Core contains the primitives for playing a game between two players.

class core.Player(player_id, agent)[source]

Player is a simple abstraction whose policy is defined by the agent that backs it. Agents learn the optimal play for each player, while players are only concerned about the optimal play for themselves


int – The id of the player


Agent – The agent associated with the player

Raises:ValueError – If the id is not 0 or 1
action(g, s, flip)[source]

Take an action with the backing agent. If the starting player is not 0, then we invert the board so that the starting player is still 0 from the perspective of the agent

  • g (Game) – The game the player is playing
  • s (any) – The state of the game
  • flip (bool) – Whether or not to flip the state so that the agent thinks that player 0 started the game. This is necessary since trainable agents like MCTSAgent operate under the assumption that player 0 always starts

The index of the action the player will take

Return type:


class core.Arena(game, players)[source]

Place where two agents are pitted against eachother in a series of games. Statistics on the win rates are recorded and can be displayed.

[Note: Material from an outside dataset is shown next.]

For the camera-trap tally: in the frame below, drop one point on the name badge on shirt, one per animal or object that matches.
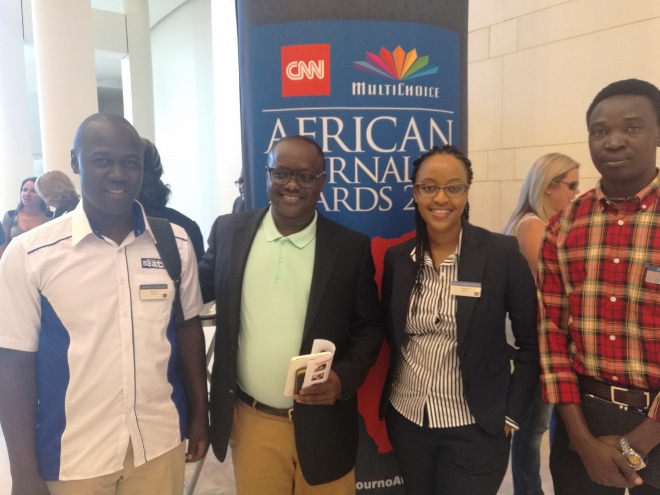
(466, 289)
(152, 292)
(653, 274)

Game – The game that is being played


list – List of Player objects. Note that there should only be two, and the ids of the player should map to the index of the player in the array.

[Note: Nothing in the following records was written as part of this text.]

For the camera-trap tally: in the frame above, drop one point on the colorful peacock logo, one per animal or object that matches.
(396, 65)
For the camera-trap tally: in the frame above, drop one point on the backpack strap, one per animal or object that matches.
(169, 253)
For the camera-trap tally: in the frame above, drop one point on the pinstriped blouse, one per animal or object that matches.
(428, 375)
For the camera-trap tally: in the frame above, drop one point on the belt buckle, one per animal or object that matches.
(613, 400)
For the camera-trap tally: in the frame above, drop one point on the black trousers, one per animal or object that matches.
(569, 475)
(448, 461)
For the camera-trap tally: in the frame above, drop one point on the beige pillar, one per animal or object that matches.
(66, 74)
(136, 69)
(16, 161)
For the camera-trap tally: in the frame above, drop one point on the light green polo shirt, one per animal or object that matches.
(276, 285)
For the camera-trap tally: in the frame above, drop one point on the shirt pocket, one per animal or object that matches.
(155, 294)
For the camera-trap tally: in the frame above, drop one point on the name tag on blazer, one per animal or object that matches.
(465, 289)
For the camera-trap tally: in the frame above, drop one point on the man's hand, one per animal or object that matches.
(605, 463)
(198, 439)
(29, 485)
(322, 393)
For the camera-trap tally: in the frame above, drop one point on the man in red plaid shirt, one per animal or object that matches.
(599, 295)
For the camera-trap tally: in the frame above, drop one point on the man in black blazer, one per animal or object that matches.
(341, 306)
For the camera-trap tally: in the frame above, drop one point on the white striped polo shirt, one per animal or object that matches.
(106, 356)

int – The number of games played in the arena


list – List of two integers representing the number of wins of each player, with the index being the id of the player


Play a single game, doing the necessary bookkeeping to maintain accurate statistics and returning the winner (or -1 if no winner).


We always have the start with player being 0 from the persepctive of the agent. Because of this we pass in a flip boolean to the player class in the action method, which flips the board and makes it seems as though player 0 started, even if it was actually player 1

Parameters:verbose (bool) – Whether or not to print the output of the game. Defaults to false
Returns:The winner of the game
Return type:int

Play a series of games between the players, recording how they did so that we can display statistics on which player performed better

  • num_episodes (int) – The number of games to play, defaults to 10
  • verbose (bool) – Whether or not to print output from each game. Defaults to false

Print out the statistics for a given series of games.

class core.Game[source]

Game class, which is extended to implement different types of adversarial, zero sum games. The class itself is stateless and all methods are actually static.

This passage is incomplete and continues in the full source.